Em ritmo ascendente, Garoto teve sua experiência nos Estados Unidos ao excursionar com a pequena notável, Carmen Miranda (1909-1955), no ano de 1939. A viagem não ficou de fora das suas anotações. Criou uma espécie de diário de bordo, “no qual revelava seu espírito mordaz e um senso acurado de observação”, escreve Mello no livro.

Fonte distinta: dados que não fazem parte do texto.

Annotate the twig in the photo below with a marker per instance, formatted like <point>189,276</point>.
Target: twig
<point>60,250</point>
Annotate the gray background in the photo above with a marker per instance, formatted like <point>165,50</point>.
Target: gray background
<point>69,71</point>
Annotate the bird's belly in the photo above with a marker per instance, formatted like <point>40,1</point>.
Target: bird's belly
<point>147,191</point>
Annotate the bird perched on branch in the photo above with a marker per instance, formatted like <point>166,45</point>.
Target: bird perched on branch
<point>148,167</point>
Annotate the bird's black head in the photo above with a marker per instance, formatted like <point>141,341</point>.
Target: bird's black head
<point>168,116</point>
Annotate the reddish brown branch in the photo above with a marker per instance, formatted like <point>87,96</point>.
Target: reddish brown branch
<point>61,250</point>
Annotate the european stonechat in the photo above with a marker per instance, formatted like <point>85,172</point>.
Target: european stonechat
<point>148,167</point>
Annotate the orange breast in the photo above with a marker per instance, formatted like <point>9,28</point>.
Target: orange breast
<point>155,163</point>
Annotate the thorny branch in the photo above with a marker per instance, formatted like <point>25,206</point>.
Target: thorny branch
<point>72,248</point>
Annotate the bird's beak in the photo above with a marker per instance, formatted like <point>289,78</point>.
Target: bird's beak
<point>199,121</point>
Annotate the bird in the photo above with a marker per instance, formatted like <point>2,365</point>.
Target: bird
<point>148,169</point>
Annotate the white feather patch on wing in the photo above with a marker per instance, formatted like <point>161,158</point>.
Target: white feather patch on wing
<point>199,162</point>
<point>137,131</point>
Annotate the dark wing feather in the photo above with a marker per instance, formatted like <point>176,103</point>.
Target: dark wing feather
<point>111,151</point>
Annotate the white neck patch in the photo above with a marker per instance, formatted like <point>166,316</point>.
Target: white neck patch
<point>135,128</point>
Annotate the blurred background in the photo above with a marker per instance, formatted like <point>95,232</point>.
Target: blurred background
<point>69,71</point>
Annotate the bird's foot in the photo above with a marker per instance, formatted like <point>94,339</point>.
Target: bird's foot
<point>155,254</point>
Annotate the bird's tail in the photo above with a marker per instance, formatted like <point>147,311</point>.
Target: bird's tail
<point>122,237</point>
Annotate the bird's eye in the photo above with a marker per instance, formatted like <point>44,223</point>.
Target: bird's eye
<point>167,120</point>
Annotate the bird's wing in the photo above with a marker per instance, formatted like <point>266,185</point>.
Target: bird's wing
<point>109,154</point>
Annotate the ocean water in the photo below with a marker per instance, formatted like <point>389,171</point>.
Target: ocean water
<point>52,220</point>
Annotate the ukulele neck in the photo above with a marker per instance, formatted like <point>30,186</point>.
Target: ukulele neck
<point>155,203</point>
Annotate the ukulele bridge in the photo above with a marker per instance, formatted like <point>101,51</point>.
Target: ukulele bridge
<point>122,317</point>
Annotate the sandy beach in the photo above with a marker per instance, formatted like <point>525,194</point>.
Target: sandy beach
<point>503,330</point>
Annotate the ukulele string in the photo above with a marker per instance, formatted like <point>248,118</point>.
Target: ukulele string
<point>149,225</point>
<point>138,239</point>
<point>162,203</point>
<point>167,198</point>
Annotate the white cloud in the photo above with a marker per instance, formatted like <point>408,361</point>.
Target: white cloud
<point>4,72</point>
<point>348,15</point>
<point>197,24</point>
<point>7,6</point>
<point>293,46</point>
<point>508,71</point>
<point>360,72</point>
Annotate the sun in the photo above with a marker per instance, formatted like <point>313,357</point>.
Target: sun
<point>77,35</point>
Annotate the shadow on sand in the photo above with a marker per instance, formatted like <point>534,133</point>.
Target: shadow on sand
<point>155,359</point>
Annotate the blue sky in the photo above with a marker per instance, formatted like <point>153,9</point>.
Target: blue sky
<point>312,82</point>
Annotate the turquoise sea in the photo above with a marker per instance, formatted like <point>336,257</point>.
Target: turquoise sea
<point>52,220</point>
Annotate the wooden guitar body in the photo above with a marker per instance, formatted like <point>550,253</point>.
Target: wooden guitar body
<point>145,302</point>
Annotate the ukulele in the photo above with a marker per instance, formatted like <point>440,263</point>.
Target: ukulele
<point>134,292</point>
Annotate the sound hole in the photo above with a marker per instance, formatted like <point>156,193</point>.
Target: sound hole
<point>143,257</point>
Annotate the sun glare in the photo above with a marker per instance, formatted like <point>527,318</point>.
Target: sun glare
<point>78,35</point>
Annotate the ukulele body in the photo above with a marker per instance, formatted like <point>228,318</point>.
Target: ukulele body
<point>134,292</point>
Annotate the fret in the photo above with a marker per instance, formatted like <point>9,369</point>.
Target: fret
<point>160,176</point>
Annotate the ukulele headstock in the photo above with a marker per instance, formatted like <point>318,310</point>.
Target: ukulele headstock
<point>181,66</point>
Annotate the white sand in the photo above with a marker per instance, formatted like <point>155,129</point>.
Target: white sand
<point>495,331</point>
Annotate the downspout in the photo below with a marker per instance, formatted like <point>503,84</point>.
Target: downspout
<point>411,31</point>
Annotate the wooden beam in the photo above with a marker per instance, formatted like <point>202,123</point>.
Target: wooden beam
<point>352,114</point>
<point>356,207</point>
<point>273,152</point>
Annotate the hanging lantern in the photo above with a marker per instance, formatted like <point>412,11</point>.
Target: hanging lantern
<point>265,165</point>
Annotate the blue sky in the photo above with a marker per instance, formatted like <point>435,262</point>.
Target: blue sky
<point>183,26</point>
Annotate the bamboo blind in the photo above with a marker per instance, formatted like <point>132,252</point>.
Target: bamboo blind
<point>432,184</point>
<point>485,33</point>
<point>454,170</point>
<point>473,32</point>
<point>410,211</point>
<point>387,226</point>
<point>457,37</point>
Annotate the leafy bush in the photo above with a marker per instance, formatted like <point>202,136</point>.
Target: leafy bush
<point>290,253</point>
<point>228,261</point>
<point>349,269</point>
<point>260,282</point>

Segundo o autor, o sucesso da turnê culminou no entusiasmo da imprensa e dos fãs, com a volta de Garoto ao Brasil. Pensava-se, até, em um retorno aos Estados Unidos e em um contrato mais vantajoso. Fato que não se concretizou. Garoto não embarcou com Carmen e o Bando da Lua em sua segunda viagem. Para o biógrafo, entre as causas de sua negativa podem estar o descontentamento com os termos contratuais e a fragilidade de sua saúde, pois no ano de 1936 ele já havia interrompido a temporada no Rio de Janeiro, devido a uma estafa. “Imagine- se como ele se sentiu nos Estados Unidos, ao enfrentar uma maratona exaustiva de apresentações”, opina Mello.

Porém, a viagem encorpou o repertório do músico, que se confessava fã dos cantores Bing Crosby (1903-1977) e Ella Fitzgerald (1917- 1996) e tinha um carinho especial pelas grandes orquestras norte-americanas. Além de passear, no tempo livre aproveitou para adaptar canções americanas para o ritmo brasileiro.

O registro biográfico só vem a confirmar a assinatura musical de Garoto na base de influência dos instrumentistas que têm no violão seu objeto de trabalho e dedicação. De acordo com Mello, por esse retrato simbiótico entre obra e homem, não é tarefa simples separar sua vida pessoal da profissional. “Garoto foi o maior multi-instrumentista brasileiro de todos os tempos e sempre exerceu sua arte com muita dignidade”, finaliza Mello.

 

Registro musical

Biografia de Garoto é lançada com bate-papo e boa música

Um clima descontraído marcou o lançamento da biografia Gente Humilde – Vida e Música de Garoto, publicada pelas Edições Sesc. O evento aconteceu no Sesc Consolação no dia 8 de novembro e contou com a participação do autor do livro, Jorge Mello, e do jornalista e crítico musical Zuza Homem de Mello, além de intervenções musicais feitas pelo grupo carioca Nosso Choro.

O trabalho do biógrafo começou em 2001. A concepção do livro se deu enquanto o autor estava envolvido em outro projeto, chamado O Violão Brasileiro. Na medida em que entrevistava músicos para a sua pesquisa, notou que o nome de Garoto era citado como um divisor de águas na história do nosso violão. “Isso me deu certeza de que ele merecia um capítulo à parte. Sendo assim, arquivei aquele projeto, que, depois do lançamento do livro, será retomado”, revela Mello.

Para a coordenadora editorial das Edições Sesc, Clívia Ramiro, as publicações ligadas ao selo estão em constante diálogo com a área de programação da instituição cultural. “Nesse sentido, a publicação da biografia busca contribuir para o resgate da memória do compositor e multi-instrumentista virtuose”, diz. “Talvez, por ter vivido apenas 40 anos, a importância de sua obra para a música brasileira ainda não tenha sido devidamente difundida.”

A obra contou com as colaborações do Diretor Regional do Sesc São Paulo, Danilo Santos de Miranda, responsável pelo texto de apresentação, e da jornalista e apresentadora Patrícia Palumbo, que redigiu o prefácio do livro.